Britain’s Hammer Films is a legendary producer of horror films starring classic horror actors such as Christopher Lee.

To the best of my recollection, Horror of Dracula is the first Hammer Film I’ve seen (with the possible exception of some edited, Saturday-afternoon TV broadcast of other Hammer movies. I don’t remember what those movies would have been, but I remember that the color palette used in Horror of Dracula was also used in those movies). Many of Hammer’s films are, I’m sure, better than Horror of Dracula, which is slow, limp, and lifeless.

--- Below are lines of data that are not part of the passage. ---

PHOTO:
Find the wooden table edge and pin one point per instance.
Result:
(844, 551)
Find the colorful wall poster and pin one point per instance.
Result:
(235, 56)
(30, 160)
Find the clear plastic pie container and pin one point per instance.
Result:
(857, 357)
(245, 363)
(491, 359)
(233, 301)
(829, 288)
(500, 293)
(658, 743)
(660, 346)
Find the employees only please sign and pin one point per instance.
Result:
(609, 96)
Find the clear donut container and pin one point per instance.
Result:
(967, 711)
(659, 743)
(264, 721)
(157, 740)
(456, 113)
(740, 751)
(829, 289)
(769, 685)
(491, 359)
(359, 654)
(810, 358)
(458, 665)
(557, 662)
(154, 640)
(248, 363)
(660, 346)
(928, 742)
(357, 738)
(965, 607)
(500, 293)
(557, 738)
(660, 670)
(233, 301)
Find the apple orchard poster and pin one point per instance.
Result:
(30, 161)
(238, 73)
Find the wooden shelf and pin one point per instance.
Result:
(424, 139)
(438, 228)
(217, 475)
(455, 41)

The problem with the movie is, probably, the story. The film is essentially a retelling of the novel Dracula, by Bram Stoker. The story clings closely, though not too closely, to the novel. As a result, anyone who knows the story will see the movie’s whole plot laid out pretty quickly. And since the film really adds nothing of note to the book, those who are familiar with the book don’t really need to watch the movie.

Making matters worse, watching this movie in 2004 finds the character of Dracula woefully overexposed.

The film may have seemed fresh at its release in 1968 (though if I understand things correctly, there had already been a number of Hammer Dracula films), but the proliferation of Dracula movies in the intervening years has made this version all too slow and pointless.

Christopher Lee is stylish and strong in the film’s title role, but otherwise the acting is stiff (or is that English?), the pacing slow, and the drama nil.

Maybe it was good in its time, but now The Horror of Dracula lacks, sorry to say it, all bite.